The Correct Option is B

Step 1: Understanding the Concept:
This problem requires us to calculate and compare two probabilities based on a given set of integers. The probability of an event is the ratio of the number of favorable outcomes to the total number of possible outcomes.
Step 2: Detailed Explanation:
First, determine the total number of integers in the set. The set includes integers from 1 to 13, so there are 13 total outcomes.
Column A: Probability that n will be even
The even integers in the set are \{2, 4, 6, 8, 10, 12\}.

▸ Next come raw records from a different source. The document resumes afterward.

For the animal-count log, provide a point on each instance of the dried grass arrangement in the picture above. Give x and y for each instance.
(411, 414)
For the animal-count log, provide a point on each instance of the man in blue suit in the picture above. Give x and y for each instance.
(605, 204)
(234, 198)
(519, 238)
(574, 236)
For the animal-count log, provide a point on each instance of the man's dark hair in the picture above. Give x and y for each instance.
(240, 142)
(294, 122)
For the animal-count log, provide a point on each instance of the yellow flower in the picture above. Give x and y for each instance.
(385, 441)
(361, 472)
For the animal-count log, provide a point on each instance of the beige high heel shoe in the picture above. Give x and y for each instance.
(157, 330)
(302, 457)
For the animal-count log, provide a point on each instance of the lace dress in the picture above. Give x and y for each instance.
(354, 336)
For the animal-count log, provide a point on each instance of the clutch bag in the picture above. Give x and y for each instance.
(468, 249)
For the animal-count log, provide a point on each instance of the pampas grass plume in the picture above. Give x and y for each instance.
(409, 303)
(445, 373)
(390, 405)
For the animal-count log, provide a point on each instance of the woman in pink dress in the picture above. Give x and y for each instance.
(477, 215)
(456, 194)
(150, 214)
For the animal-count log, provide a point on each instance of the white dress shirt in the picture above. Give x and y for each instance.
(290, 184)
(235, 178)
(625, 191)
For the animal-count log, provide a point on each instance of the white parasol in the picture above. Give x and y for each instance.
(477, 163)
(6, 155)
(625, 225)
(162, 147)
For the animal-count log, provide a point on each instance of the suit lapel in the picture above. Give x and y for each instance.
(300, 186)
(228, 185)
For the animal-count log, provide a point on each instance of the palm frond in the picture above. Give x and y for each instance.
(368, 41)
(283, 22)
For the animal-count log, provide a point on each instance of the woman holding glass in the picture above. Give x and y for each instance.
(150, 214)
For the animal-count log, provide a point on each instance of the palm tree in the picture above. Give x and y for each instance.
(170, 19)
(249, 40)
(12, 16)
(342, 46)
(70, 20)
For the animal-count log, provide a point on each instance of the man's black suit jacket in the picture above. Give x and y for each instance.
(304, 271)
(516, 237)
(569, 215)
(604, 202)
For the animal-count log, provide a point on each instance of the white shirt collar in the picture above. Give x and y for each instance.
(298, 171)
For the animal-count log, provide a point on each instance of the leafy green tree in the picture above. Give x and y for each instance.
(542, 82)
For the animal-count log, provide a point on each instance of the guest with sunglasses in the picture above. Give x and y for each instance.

Number of even integers = 6.
The probability is:
\[ P(\text{even}) = \frac{\text{Number of even integers}}{\text{Total number of integers}} = \frac{6}{13} \]
Column B: Probability that n will be odd
The odd integers in the set are \{1, 3, 5, 7, 9, 11, 13\}.
Number of odd integers = 7.
The probability is:
\[ P(\text{odd}) = \frac{\text{Number of odd integers}}{\text{Total number of integers}} = \frac{7}{13} \]
Comparison:
We are comparing \(\frac{6}{13}\) (Column A) with \(\frac{7}{13}\) (Column B). Since the denominators are the same, we just compare the numerators.
Since \(6<7\), we have \(\frac{6}{13}<\frac{7}{13}\).
Step 3: Final Answer:
The quantity in Column B is greater.